HHMI asks four researchers, including two locals, the question "What do you with you had known before you started your lab?
Phillip Zamore of UMass Medical School has this to say:
Nothing. The process of discovery has made having my own lab so rewarding. I’ve discovered strengths I didn’t know I had as well as weaknesses that required hard work to improve. I discovered—much to my shock—that pink sheets aren’t pink, that the collective wisdom of a lab is often wiser than the opinions of a lone PI, and that managing a successful research team requires both teamwork and promoting individual talent. Had someone told me in advance the secrets to building and running a lab, I’d have struggled a bit less in the beginning. But I’d have also undervalued the pleasure of the struggle itself, and I would have missed out on so many wonderful surprises.
The Longwood Symphony also makes an appearance in the magazine-like quarterly. (See our NNB multimedia story on the medical musicians’ recent conference.)
Finally, the story on neuroscientist (and champion sailor) Mark Bear features a photo in his office, which overlooks the Stata Center. (Here in Cambridge, the Frank Gehry-designed building is known as “The Drunken Robot.”)
Over a quarter century, Bear has tacked toward elusive problems in his field.
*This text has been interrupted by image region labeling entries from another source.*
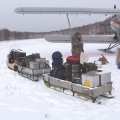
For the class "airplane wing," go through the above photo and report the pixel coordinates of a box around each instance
[15,7,120,15]
[44,34,116,44]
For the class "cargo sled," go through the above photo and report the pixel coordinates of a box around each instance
[43,71,112,103]
[6,49,26,71]
[7,49,51,81]
[18,58,51,81]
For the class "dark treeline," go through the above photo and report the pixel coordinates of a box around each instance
[45,18,113,35]
[0,29,44,41]
[0,18,113,41]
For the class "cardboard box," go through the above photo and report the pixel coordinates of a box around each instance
[29,61,39,69]
[82,73,99,87]
[95,71,111,86]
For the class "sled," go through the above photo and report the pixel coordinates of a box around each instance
[43,74,112,103]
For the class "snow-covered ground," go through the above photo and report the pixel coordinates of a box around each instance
[0,39,120,120]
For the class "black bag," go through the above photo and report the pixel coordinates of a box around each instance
[52,51,62,60]
[50,69,65,80]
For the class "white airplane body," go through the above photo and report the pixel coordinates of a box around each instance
[15,7,120,49]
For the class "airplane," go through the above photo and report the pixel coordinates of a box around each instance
[15,5,120,51]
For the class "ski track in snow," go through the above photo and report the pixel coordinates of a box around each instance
[0,39,120,120]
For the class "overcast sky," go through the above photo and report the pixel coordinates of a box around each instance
[0,0,120,32]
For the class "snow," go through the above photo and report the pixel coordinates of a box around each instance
[0,39,120,120]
His main obsession has been brain plasticity: the process by which neurons change in response to experience. Early on, he explored neural connections in the hippocampus, which plays a key role in long-term memory and spatial navigation. Controversially, he used these findings as a model for a very different part of the brain, the visual cortex.
More recently, Bear has applied his discoveries in brain plasticity to understanding fragile X syndrome, an inherited form of mental impairment. He has described surprising mechanisms underlying fragile X and has shepherded a promising treatment through phase 2 clinical trials testing for efficacy in patients. The course he has charted may yield the first neurobehavioral targeted pharmaceutical treatment that grew from the bottom up: from gene discovery to an understanding of pathophysiology to a targeted drug.